Best Supporting Actor: Sylvester Stallone - Creed
A sentimental and beloved staple in the world of cinema, Stallone's impressive, layered, gut-punch of a performance in Rocky spin-off Creed has made him the frontrunner since his Golden Globe victory. Sure, there's always the possibility that Christian Bale or Mark Rylance could garner enough support, but if they had a shot at winning, they would have already done so at the SAG awards (which went to the snubbed Idris Elba). The Italian Stallion's flying high now. 

Best Lead Actress: Brie Larson - Room
Best Lead Actor: Leonardo DiCaprio - The Revenant
Do I even need to say anything more? 

Best Director: Alejandro Gonzalez Inarritu - The Revenant
Having won the DGA, the BAFTA, and the Golden Globe, and with his only loss coming at the hands of fellow nominee George Miller at the Critic's Choice Awards, there's no stopping Inarritu from earning his second consecutive win. 

Best Motion Picture of the Year: The Revenant
While this eventual outcome will be a pretty easy one to call, it's context will forever be one of the most utterly baffling and wild ride to victory. For much of the year, the perceived frontrunner was Tom McCarthy's Spotlight, having claimed victories from just about every critic's awards in existence. But as we all know, it's not always good to be the early frontrunner, so it probably shouldn't come as a surprise that when it came time for the televised categories, the love wasn't nearly as unanimous, although its victories at the SAG and Critic's Choice certainly shouldn't be discarded either.

Instead, allegiances shifted elsewhere. Starting at the Golden Globes, pundits foresaw that The Revenant would go on to be the eventual frontrunner. And then Mad Max: Fury Road started to pick up steam. And then after that came the PGA's, the most telling precursor for the eventual Best Picture winner, where Adam McKay's The Big Short received their Best Picture honors. Everyone predicted it to be the new favorite to win... until we realized "No, it's actually not" when Spotlight secured its status back. *AND THEN* The Revenant took it back after Inarritu's DGA and BAFTA victories.

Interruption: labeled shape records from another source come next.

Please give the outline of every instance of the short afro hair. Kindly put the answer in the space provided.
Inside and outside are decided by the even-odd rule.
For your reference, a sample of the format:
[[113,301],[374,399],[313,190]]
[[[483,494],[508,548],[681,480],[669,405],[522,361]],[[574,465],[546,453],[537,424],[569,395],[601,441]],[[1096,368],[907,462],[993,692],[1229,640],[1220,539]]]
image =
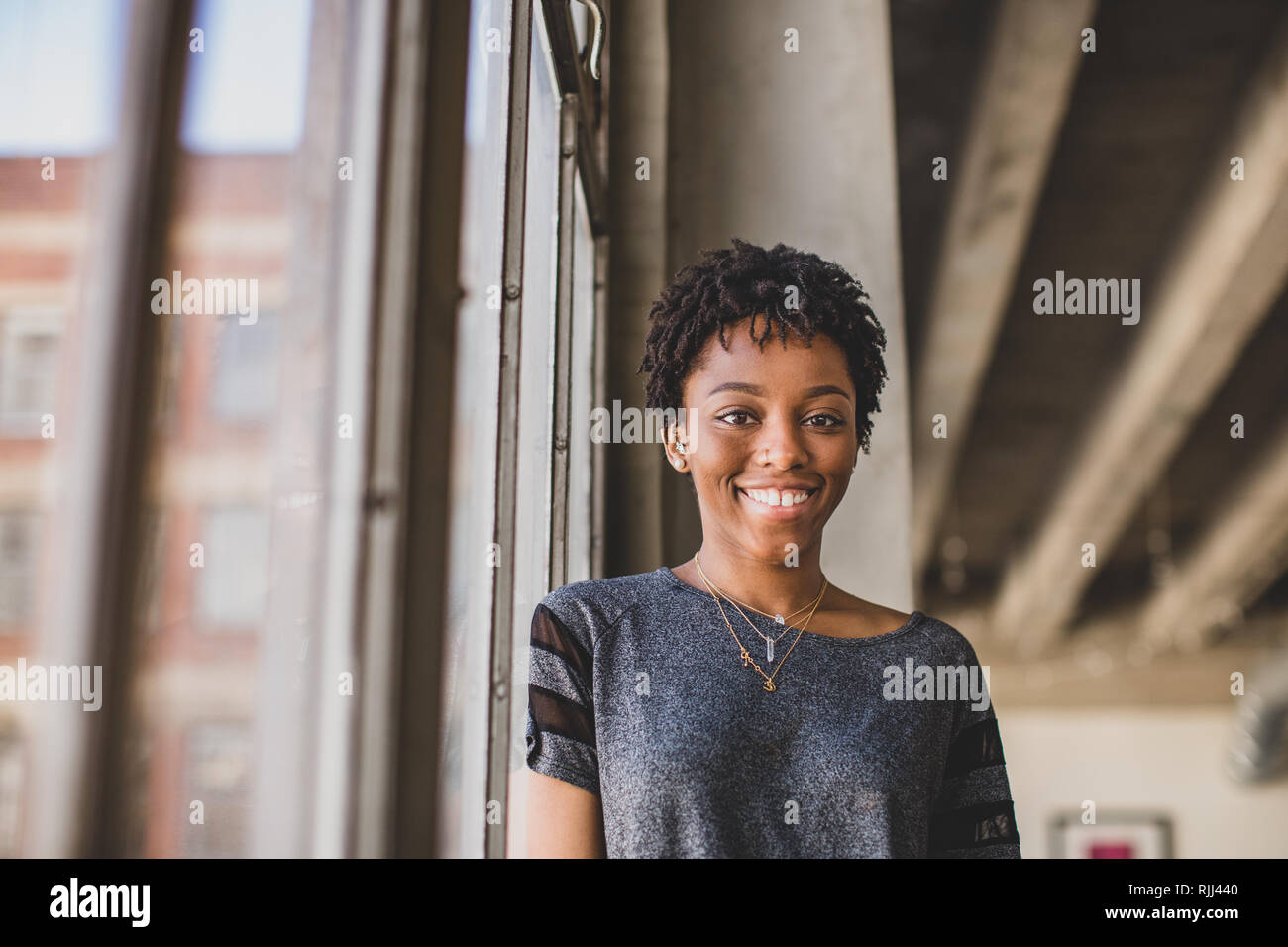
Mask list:
[[[784,307],[788,286],[796,287],[795,309]],[[885,330],[867,300],[862,283],[841,267],[786,244],[765,250],[734,237],[732,250],[703,250],[702,260],[676,273],[649,311],[652,327],[635,372],[649,374],[645,406],[679,407],[684,381],[698,367],[711,336],[717,335],[728,349],[726,325],[764,314],[768,322],[753,320],[748,330],[761,348],[774,332],[787,348],[788,329],[806,343],[822,331],[841,347],[858,398],[859,446],[868,454],[871,415],[881,410],[877,396],[886,368],[881,358]],[[762,326],[759,334],[757,325]]]

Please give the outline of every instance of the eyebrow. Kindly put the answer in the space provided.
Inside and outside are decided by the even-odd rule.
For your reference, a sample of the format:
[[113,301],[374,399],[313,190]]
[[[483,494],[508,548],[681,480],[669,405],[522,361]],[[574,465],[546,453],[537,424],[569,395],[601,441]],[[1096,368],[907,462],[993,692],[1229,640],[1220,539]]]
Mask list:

What... Happened? That's the burning question that has baffled everyone all season, and in recent years that have seen a deviation from former trends, this one has been no less perplexing. If anything, this shift in allegiance shows how divided passion between films has become, flying in the face of the typical "one unanimous victor" we've seen in years prior... at least, until right now, when we have exactly that. Reception for each are certainly strong enough that any of them winning wouldn't shock me, but with how much adoration has been tossed the way of The Revenant, and with the obviously painstaking lengths the filmmakers went to bring it to the screen, I don't see anyone taking away Inarritu's second consecutive victory.

And, that's all I have to say. We'll see if my predictions pan out once the actual ceremony rolls around, so until then, enjoy the show, everyone!